パネルの操作を終えると試験管を満たしていた液体が抜けていくと同時に少女の体につながっていた管も外れていく。
『涼。こういうのってさ、大体助けだしたりすると』
完全に液体が抜けると筒が上に外れていき、支えをなくした少女が倒れないよう抱きかかえる。
『大体基地が自爆とかあるよね』
「余計なフラグ建てるんじゃねぇえええ!!!!」
俺も考えないようにしていたのにソージが声に出してしまったからか、けたたましいサイレンの音と共に嫌な言葉を耳にした。
『実験体に異常発生、機密保持のため基地を爆破します』
「いきなり爆破とかおかしいんじゃないですかねぇええええ!?」
ぐったりしている少女を抱きかかえながら爆走していると、今度は隔壁が降りてきた
「いやいやいや!?これ中の奴ら諸共証拠隠滅するつもりまんまんじゃないですかねぇええええええ!!!」
必死で脚を動かすと漸く出口が見えてきた。
「よっしゃぁあああ!って、開かねぇえええええ!!!!」
何故かドアがひらかない。
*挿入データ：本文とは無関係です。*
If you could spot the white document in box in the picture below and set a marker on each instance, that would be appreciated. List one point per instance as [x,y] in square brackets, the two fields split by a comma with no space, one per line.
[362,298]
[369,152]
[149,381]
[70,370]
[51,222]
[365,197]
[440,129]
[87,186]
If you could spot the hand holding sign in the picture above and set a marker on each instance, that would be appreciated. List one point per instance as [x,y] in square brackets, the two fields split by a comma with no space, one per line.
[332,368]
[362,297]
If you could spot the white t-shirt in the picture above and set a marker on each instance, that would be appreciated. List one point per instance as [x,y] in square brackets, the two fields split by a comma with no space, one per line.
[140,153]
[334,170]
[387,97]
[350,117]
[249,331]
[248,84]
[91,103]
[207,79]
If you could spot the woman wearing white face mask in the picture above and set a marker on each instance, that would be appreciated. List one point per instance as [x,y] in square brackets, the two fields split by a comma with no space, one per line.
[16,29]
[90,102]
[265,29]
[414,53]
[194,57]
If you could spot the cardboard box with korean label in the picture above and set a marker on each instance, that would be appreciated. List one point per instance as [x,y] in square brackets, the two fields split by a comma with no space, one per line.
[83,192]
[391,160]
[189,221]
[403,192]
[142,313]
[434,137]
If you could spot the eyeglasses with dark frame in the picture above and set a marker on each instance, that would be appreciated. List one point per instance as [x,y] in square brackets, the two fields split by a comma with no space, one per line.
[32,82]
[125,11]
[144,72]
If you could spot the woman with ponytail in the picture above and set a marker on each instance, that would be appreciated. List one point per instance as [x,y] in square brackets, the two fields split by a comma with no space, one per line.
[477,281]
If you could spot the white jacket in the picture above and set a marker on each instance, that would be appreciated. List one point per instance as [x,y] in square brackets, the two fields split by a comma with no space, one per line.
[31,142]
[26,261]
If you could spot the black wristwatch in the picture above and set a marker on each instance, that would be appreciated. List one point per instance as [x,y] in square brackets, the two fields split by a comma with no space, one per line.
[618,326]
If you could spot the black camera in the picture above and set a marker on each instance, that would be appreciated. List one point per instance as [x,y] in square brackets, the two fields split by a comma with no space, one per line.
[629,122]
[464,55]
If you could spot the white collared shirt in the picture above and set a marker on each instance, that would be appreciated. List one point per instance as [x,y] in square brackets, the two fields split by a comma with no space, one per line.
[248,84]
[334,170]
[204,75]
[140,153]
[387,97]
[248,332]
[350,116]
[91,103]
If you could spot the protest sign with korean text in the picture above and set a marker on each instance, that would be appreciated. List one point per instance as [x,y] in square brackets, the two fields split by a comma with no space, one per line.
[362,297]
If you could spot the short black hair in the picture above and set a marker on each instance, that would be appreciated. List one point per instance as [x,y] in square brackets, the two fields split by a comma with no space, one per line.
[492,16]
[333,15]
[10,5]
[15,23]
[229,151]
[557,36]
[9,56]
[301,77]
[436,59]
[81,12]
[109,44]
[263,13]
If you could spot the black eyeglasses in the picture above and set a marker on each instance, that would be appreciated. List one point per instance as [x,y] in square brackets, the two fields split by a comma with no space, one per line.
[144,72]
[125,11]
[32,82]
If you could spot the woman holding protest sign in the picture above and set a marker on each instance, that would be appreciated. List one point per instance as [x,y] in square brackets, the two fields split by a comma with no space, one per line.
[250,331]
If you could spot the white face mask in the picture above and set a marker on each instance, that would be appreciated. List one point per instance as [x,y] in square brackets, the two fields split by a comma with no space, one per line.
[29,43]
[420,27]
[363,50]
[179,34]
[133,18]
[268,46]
あ、それもそうか、証拠隠滅するなら蟻すら逃さないわな。
「って、納得してる場合じゃねぇ!!」
爆破まで30秒と聞こえて焦る心を一瞬にして沈めて技の構えを取る。
「しゃおらぁああああああ!!」
狙いを定め、体全体をバネとし、気と力を込めた拳をドアに打ち付けた。
拳撃奥義“稲妻“
途端、まるで稲妻が落ちたかのような轟音とともに金属のドアが吹き飛んだのを見計らって少女を抱え直しスタコラサッサと研究所から逃げ出した。
逃げおおせたその数秒後、轟音とともに研究所は跡形もなく吹き飛んでしまった。
「ダメだ、死ぬ。というか死んだ」
「お疲れ様、君ならやってくれると思っていたよ」
地面に仰向けに倒れこんでいる俺にソージと救護班が駆け寄ってきた。
「当分何もしたくねぇ…」
「その子はこちらで診断するから君の仕事は終わりだよ。さ、帰還だよ。それに手の治療をしないとね」
救護班に搬送されていく少女を見送りながら俺も帰還するためのヘリに乗り込んだ。
技を放った時に傷ついた手の治療を受けながら、俺はずっとあの助けた少女が気になって仕方がなかった。